Edge’s right hand streaked to the nape of his neck and sprang away even faster, an open straight razor fisted in it. At the same time his left hooked around the back of the younger man’s neck and bunched the shirt collar in a firm grip: this as he pressed the flat of the finely honed blade against the throat of the startled man. The triumphant smirk of the man on the threshold had become an expression of wide-eyed terror as he held his 66

breath and froze his every muscle, including those of the hand wrapped around the butt of the still holstered sixshooter.

Edge murmured flatly: ‘It could be that the lady would maybe welcome getting a surprise caller, do you figure, feller?

The man tried to peer down his face to see what kind of blade threatened to slit his throat. But it was not possible unless he bent his head forward and increased the risk of being cut.

Edge said in a tone that was now as ice cold as the look in the glittering slits of his eyes: ‘Do you want to let go of the fancy Colt, feller? Or do you want to spill some blood on the Colberts’ fine looking carpet?’

The man allowed the pent-up breath to trickle out through his flared nostrils. Perhaps was afraid even to open his tightly compressed lips in case the trapped air rushed out in a violent burst that could be interpreted as an aggressive sound. At the same time he moved his arms slowly: brought them up until they were stretched far out on either side at shoulder height to show his hands were empty.

Edge released the scruff of his neck, backed off half a pace, reached between himself and the terrified man and hooked the revolver out of its holster.

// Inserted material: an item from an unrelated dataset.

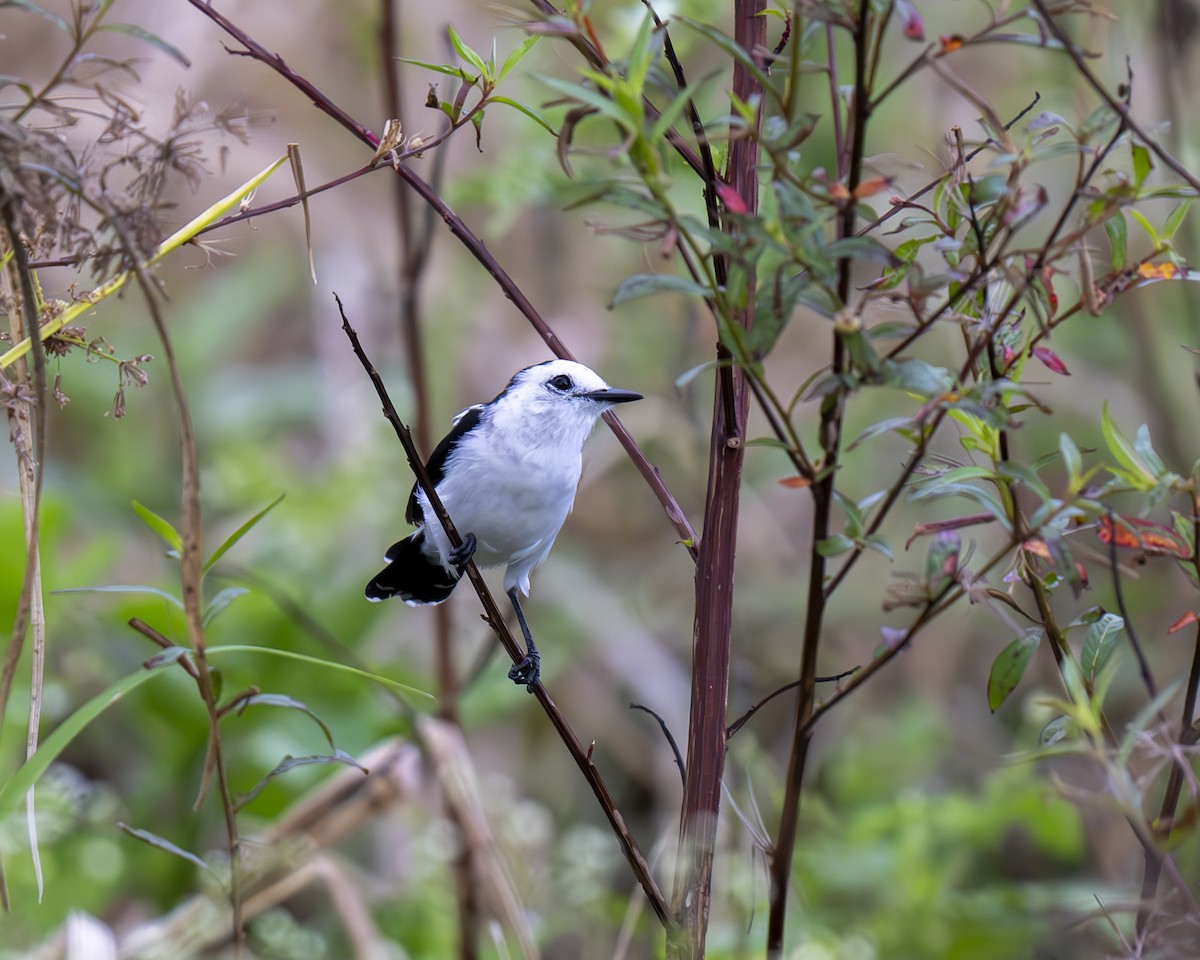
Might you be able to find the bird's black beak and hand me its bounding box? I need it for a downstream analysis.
[584,388,642,403]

‘Move into the house and take it easy.’ Edge pitched his voice evenly now as he withdrew the threat of the razor, folded the blade into the handle and returned it to the pouch hung from the back of a circlet of Indian beads worn around his neck. Then he motioned with the Colt but did not cock the hammer when he said: ‘I don’t reckon the folks who own this classy mansion would like their nice floor covering to get stained with any of your bodily fluids? How about you?’